Enfin, un court passage concernant Pippi pourra aussi retenir notre attention.

” Varför sörja, varför klaga”, sa Pippi. ” Kom ner hit i stället ni också, så kan vi leka att vi försmäktar i en fängelsehåla.” (Lindgren, 2016: 60)

« A quoi bon pleurer ? dit Fifi. Descendez me retrouver, vous deux. Nous ferons semblant d’être des prisonniers qui se languissent dans un cachot. (Loewegren 1988 : 49)

- Pourquoi pleures-tu ? Allez venez me rejoindre. On va jouer aux prisonniers qui meurent de faim dans leur cachot. (Gnaedig, 2015 : 61)

On constate dans ce passage que dans la première version de la traduction le discours rapporté de Pippi est adouci, en comparaison avec la version plus récente de Gnaedig. On ne parle pas de prisonniers, qui privés de nourriture s’éteignent progressivement, mais plutôt – sous l’influence de la traductrice certainement, et peut être même de la maison d’édition – de langueur, conséquence de leur détention. On est donc en présence d’une réalité en quelque sorte idéalisée.

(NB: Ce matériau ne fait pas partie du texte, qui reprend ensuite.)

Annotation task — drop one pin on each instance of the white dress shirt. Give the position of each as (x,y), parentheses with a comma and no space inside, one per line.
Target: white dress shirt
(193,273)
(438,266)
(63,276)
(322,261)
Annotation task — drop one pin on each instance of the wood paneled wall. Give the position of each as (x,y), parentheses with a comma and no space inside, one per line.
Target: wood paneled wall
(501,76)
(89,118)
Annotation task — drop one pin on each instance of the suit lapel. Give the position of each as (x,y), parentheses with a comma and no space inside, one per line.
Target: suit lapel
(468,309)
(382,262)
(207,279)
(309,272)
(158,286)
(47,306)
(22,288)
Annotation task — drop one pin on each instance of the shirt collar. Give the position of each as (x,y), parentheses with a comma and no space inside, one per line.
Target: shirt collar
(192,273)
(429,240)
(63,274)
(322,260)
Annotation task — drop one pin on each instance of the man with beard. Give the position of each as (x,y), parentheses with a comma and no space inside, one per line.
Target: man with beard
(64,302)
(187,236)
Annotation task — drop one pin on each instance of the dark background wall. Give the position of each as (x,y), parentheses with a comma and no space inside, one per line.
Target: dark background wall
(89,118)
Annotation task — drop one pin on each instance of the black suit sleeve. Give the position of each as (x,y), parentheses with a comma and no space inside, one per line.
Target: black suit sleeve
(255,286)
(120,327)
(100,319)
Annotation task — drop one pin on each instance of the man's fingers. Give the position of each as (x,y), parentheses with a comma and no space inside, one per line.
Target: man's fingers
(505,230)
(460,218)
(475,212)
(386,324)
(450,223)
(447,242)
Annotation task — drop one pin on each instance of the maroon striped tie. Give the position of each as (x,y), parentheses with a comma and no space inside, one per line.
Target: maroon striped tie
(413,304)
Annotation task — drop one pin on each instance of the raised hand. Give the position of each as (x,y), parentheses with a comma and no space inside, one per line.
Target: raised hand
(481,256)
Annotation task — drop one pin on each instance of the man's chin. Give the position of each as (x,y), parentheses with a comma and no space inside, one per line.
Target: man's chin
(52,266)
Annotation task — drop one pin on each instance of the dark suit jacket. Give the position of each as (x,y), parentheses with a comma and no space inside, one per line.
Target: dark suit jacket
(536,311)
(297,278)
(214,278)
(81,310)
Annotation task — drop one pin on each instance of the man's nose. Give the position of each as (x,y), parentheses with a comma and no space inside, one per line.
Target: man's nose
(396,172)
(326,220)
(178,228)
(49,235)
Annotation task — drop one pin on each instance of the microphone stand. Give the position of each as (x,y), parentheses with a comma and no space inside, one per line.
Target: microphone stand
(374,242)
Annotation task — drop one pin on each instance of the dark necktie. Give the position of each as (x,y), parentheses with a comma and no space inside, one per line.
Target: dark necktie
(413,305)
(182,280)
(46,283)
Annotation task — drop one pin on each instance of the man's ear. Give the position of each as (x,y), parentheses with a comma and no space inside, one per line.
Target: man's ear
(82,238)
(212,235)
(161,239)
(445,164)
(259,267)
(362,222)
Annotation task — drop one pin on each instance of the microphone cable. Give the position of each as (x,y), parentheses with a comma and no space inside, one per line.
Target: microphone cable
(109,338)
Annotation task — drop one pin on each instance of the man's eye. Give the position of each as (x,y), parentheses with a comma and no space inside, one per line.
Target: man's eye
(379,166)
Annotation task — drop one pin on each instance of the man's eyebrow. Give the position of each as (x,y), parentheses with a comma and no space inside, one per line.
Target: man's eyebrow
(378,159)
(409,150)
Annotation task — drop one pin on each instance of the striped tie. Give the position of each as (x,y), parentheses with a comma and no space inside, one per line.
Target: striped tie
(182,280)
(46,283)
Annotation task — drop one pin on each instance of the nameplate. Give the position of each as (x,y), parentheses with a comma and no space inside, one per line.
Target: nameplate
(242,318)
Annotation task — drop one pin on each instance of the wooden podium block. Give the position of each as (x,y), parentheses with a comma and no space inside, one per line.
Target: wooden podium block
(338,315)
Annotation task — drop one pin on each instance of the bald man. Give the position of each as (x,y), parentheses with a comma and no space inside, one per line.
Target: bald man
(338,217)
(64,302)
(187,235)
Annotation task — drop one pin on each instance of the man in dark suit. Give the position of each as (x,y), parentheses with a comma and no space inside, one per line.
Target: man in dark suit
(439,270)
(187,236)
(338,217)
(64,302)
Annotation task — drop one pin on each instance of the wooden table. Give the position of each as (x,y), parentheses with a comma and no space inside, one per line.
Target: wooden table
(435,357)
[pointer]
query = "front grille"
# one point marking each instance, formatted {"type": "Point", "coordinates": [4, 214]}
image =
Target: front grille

Ce que l’on peut constater avec ces différents passages, est qu’à plusieurs reprises la première traduction, en ayant recours à différents subterfuges, tente de masquer, parfois partiellement, parfois intégralement, différents aspects ou caractéristiques des personnages pouvant être jugées comme inconvenantes. Si l’enfant fait preuve de correction alors il ne doit pas cracher par terre, même pas de pépins de fruits, même en étant à l’extérieur. Il ne doit pas non plus mentir comme le fait Pippi même si le mensonge participe in fine à en retirer une leçon importante. Enfin, un enfant ne parle pas ou plutôt ne joue pas à simuler la mort. Sur ce dernier point, on pourra rappeler que le rapport à la mort tient une place importante dans l’œuvre de Lindgren, comme par exemple dans l’ouvrage Bröderna Lejonhjärta (en français Les Frères Cœur-de-lion).